Widok ostatnich obrazów mistrza na wystawie "Późny Tycjan i zmysłowość malarstwa" jest obezwładniający. Trudno wyjść z niewielkiej sali Galerii Accademii w Wenecji, nie obróciwszy się raz jeszcze, by z oddali spojrzeć na monumentalne płótno "Piety" zamykające ekspozycję.
"Pieta" to ostatnie dzieło weneckiego malarza i jeden z najbardziej tajemniczych. Nie wiadomo, czy powstało na zamówienie, czy też z inicjatywy artysty. Obraz uznaje się za "ex voto", lecz nie wykryto, w czyjej intencji. Być może próśb było wiele, a malarz przyjął rolę pośrednika. U stóp bolejącej Madonny widać figurę półnagiego starca w błagalnej pozie. Najnowsze badania potwierdziły, że jest to autoportret Tycjana.
W lewym rogu kompozycji odnajdujemy maleńki obraz wsparty o kamienny posąg, a na nim dwóch mężczyzn modlących się do Matki Boskiej trzymającej na kolanach martwego Chrystusa. Zdjęcia rentgenowskie wykazały, że na tym nietypowym dla owych czasów "obrazie w obrazie" były początkowo trzy figury: Tycjan i dwóch synów. Gdy jeden z nich popadł u ojca w niełaskę, jego postać zamalowano. Modlący prosili z pewnością o ocalenie od zarazy, której kolejna epidemia dziesiątkowała populację Laguny w 1576 roku. W sierpniu prawdopodobnie padł jej ofiarą także Tycjan wraz z synem Orazio. Pogrzeb odbył się pospiesznie, lecz z honorami w Bazylice dei Frari. Tycjan podarować miał "Pietę" tej właśnie świątyni, chcąc sobie zapewnić miejsce pochówku, a być może także epitafium na własnym grobie. Dziś grobowiec Tycjana zdobią marmurowe posągi w stylu Canovy, a "Pieta" należy do najsłynniejszych płócien w zbiorach weneckiej Akademii. Pokazana w kontekście innych schyłkowych dzieł Tycjana, zebranych z muzeów całego świata, jaśnieje na nowo pełnią znaczenia. Punkt największego napięcia w kompozycji "Piety" wyznacza uniesiona dłoń Marii Magdaleny i jej rozchylone w rozpaczy usta. Gdyby wydobył się z nich głos, wenecka wystawa wypełniłaby się muzyką tego ostatniego krzyku.

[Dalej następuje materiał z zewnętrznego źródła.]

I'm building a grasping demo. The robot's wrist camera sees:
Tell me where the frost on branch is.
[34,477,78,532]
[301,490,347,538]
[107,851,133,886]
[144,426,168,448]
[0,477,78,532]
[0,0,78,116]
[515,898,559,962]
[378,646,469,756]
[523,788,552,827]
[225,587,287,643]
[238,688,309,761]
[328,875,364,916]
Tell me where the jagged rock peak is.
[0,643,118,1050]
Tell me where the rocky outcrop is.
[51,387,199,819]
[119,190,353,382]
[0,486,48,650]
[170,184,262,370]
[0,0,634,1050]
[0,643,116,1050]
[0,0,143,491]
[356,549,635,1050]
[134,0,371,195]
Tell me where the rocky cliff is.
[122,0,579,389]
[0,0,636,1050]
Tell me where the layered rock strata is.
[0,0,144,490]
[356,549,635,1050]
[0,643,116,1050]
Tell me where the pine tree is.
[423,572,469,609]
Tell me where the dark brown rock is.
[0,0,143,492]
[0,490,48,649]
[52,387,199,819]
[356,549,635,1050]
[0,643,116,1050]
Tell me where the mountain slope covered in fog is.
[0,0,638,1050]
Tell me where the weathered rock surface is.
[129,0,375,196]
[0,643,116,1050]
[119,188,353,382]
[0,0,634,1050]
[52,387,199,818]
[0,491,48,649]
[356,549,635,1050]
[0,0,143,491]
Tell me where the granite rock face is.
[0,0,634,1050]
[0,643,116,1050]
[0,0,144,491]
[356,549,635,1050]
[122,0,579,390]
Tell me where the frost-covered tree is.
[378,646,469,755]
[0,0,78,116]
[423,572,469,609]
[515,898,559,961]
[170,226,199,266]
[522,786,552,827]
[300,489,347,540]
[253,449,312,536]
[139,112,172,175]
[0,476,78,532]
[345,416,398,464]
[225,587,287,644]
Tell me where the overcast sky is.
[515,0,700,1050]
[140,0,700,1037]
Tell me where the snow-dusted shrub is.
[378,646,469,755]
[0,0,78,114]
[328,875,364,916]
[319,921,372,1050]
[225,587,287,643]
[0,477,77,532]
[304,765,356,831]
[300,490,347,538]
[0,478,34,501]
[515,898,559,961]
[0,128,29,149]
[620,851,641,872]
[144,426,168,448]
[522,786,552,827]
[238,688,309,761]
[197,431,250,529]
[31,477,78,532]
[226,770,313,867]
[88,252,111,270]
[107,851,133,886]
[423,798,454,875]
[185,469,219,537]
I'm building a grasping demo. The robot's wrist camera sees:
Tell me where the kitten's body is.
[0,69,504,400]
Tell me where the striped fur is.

Szybkie, niby improwizowane pociągnięcia pędzla, nakładane bez widocznego rysunku plamy koloru i subtelny monochromatyzm, w którym najważniejszą barwą jest światło, charakteryzują ostatnie dzieła Tycjana. Vasari nazwał je "malarstwem plam", inni biografowie sugerują, że zniedołężniały, blisko stuletni malarz nakładał farbę palcami.
Bez względu na narzędzie, ten ostatni i ostateczny dotyk artysty decyduje o wszystkim. Wyłania z rozedrganego płótna sylwetki bogów, ludzi, zwierząt, posągów i drzew, ożywiając je w nowej przestrzeni, której jedynym wymiarem jest kolor. Wszelkie anegdoty, metafory i symbolika znaczeń podporządkowane są samemu malarstwu. Rysunek, perspektywa i narracja pozostają bez znaczenia.